The Gempeler Round Barn near Orfordville, Wisconsin, United States, is a round barn built about 1912, unusual in that its central support is the trunk of an oak tree, three feet across at the top. The barn was listed on the National Register of Historic Places (NRHP) in 1979.

In 1902 Chris Gempeler bought this farm in the rolling country of western Rock County. After farming for some years, he hired the Hasse brothers of Durand, Illinois to build him a round barn, which they did in the summer and fall of 1912.

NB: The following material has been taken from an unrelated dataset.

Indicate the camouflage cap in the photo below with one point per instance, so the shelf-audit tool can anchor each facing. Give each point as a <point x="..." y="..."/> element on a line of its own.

The barn is a round basement barn, 68 feet in diameter. In the center of the bottom level, on a base of concrete blocks, stands the trunk of an old oak tree which rises 9 feet to support the mow floor. This trunk is upside down, 2.5 feet across at the bottom and 3 feet across at the top, providing a larger surface for attaching the 3x10 joists that radiate out and support the mow floor. The outside wall has a limestone foundation almost two feet thick. Above, the barn is clad in horizontal wood siding bent to the curve of the barn. The floor of the basement was originally dirt. The second floor is a hay mow, accessed through sliding doors on the north side. 18-foot studs rise to support a conical roof with rafters leading up to a collar beneath the central cupola on top of the roof. The original roof was clad in wood shingles; they have since been covered with asphalt.

Gempeler raised Guernseys at first. Young stock roamed free in the round pen in the center of the basement. Along the outside wall were 28 cow stalls and 11 horse stalls facing in. Between the inner circle and the outer ring ran an aisle from which Gempeler could feed his animals. Many round barns were built around a central silo, but this one was not; instead he added a silo outside the barn to the southeast about 1920. Chris Gempeler retired and his son Chester took over farming. They wired the barn around 1930, and added bracing to the roof about 1938. About 1967 Chester sold the farm.

Few round barns remain, and the NRHP registration considers this one "significant for its ingenious construction, with its main story supported by an inverse pylon made up of an oak trunk upside down in the center of the basement." The barn was demolished in 1990.